ROMA – Mario Draghi, Bce. Quantitative easing e euro debole spiegati ai profani. Mario Draghi ha varato nuove misure non convenzionali di “quantitative easing” da parte della Bce per rilanciare la crescita europea. Ci credono e ci sperano un po’ tutti, a cominciare dai grandi fondi speculativi che infatti stanno scommettendo da un mese su un calo dell’euro.
Tutti sperano ma, a parte gli addetti ai lavori (e spesso nemmeno loro) pochi capiscono. Cosa voglia dire infatti “quantitative easing” non è così chiaro neppure se ricorriamo all’italiano e traduciamo correttamente “allentamento quantitativo”. Proviamo a spiegare il significato economico che spesso resta celato dietro formule idiomatiche di non immediata comprensione.

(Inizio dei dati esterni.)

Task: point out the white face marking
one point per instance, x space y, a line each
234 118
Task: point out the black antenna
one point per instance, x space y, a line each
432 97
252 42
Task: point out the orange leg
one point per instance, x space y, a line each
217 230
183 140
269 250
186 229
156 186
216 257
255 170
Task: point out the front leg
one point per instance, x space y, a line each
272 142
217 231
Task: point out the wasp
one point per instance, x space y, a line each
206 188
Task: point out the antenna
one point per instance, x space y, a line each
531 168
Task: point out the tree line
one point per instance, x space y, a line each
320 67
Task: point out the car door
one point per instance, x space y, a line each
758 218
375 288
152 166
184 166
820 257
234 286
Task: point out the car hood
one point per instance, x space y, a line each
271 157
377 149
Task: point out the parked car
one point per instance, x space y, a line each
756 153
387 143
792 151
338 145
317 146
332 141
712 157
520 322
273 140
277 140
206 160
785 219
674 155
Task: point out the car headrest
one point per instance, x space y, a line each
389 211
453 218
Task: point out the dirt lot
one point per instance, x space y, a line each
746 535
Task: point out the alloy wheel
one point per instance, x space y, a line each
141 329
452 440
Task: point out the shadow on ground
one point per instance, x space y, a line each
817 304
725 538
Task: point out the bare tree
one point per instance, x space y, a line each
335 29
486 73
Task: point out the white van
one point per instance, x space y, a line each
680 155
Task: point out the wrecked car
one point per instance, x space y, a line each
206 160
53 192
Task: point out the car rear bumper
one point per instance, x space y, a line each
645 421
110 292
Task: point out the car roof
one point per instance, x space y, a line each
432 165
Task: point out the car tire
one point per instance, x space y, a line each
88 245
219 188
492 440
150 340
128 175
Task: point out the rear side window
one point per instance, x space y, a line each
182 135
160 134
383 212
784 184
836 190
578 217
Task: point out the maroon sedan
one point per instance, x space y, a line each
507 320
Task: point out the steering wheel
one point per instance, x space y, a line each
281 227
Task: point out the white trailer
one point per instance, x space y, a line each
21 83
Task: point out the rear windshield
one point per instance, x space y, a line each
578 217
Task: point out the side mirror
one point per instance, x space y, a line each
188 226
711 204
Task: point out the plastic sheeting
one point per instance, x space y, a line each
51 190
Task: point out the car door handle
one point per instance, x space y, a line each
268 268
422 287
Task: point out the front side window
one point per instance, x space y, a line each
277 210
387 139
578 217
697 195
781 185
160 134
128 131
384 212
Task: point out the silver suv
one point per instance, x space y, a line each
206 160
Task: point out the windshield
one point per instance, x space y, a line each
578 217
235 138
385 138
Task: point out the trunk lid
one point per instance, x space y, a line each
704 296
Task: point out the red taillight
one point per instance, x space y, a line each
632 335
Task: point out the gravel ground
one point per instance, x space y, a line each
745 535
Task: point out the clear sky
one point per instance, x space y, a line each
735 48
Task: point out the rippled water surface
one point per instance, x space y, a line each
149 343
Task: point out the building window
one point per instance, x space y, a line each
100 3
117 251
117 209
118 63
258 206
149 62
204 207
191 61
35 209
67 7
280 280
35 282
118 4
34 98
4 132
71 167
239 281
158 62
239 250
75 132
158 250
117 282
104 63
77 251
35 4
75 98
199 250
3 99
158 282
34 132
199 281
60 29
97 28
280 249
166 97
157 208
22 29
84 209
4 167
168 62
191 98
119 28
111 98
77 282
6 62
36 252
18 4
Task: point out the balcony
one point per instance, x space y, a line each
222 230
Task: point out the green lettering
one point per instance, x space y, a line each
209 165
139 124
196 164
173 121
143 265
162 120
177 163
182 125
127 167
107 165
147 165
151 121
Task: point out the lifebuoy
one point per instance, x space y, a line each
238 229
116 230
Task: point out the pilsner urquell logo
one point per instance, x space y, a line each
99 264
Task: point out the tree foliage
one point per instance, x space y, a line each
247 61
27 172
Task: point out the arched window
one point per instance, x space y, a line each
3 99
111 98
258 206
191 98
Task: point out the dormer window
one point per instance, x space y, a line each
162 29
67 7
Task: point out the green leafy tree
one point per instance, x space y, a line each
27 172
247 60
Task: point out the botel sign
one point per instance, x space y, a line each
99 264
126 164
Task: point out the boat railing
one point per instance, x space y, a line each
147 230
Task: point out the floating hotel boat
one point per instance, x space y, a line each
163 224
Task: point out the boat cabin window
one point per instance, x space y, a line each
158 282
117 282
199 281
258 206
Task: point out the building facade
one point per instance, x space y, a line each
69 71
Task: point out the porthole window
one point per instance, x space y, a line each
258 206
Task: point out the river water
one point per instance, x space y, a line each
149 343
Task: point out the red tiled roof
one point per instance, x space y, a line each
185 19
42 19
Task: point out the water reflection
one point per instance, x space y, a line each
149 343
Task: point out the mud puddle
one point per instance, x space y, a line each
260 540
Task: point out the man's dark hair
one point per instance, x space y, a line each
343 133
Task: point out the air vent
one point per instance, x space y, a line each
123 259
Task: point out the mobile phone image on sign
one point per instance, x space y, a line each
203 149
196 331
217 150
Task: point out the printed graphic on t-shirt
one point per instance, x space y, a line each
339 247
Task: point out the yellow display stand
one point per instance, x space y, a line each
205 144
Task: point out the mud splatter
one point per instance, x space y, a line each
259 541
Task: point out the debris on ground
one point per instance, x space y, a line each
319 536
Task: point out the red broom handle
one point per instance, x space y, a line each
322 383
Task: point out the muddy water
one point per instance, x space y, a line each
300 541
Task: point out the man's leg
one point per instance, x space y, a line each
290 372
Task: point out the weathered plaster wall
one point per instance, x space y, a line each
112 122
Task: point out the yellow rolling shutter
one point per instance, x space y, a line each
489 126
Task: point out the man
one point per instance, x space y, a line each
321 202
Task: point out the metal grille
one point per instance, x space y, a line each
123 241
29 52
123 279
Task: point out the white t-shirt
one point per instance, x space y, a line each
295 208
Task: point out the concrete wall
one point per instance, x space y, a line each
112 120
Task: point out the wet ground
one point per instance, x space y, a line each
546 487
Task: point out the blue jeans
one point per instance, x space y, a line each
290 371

Quantitative easing. Alleggerimento o allentamento quantitativo è uno dei modi di creare moneta, una prerogativa delle banche centrali: si tratta di iniettare liquidità finanziaria nel sistema economico attraverso operazioni nel mercato. La banca centrale, nel caso odierno la Bce, acquista per una certa quantità prefissata, le attività finanziarie delle banche, cioè azioni, titoli, obbligazioni che come è successo con la crisi economica possono essere anche “tossici” (quando gli istituti di credito non riescono a rispettare gli impegni e rifondare gli investitori).
Le banche in questo modo possono riprendere ad erogare credito e far ripartire l’economia. Questa è definita una misura non convenzionale, perché invece, in maniera diciamo ortodossa, la banca centrale controlla la base monetaria vendendo o acquistando titoli governativi nelle aste periodiche. Acquistando titoli di Stato, i rendimenti dei titoli diminuiscono (sono meno rischiosi), consentendo allo Stato di risparmiare e ridurre il suo indebitamento.
Perché l’euro forte è un problema. L’obiettivo delle misure di Draghi è quello di deprezzare l’euro nei confronti del dollaro e delle altre valute. Un euro forte, come è ai livelli attuali, pregiudica il buon andamento delle esportazioni, aumenta il gap di competitività con i paesi extra europei.
Perché il problema non è più l’inflazione ma il suo contrario, la deflazione. Quando una banca centrale interviene per iniettare liquidità nel sistema economico, il primo effetto è l’inflazione, cioè l’erosione del potere di acquisto della moneta: si genera infatti un prolungato aumento dei prezzi di beni e servizi. Tuttavia, con un’inflazione allo 0,5% siamo vicini alla stagnazione e guardiamo con apprensione allo spettro della deflazione: cioè i prezzi diminuiscono perché la domanda diminuisce. I consumatori, infatti, sono incentivati a differire gli acquisti perché sperano in una ulteriore diminuzione dei prezzi. Il livello ideale di inflazione, stimano gli economisti, deve attestarsi intorno al 2%.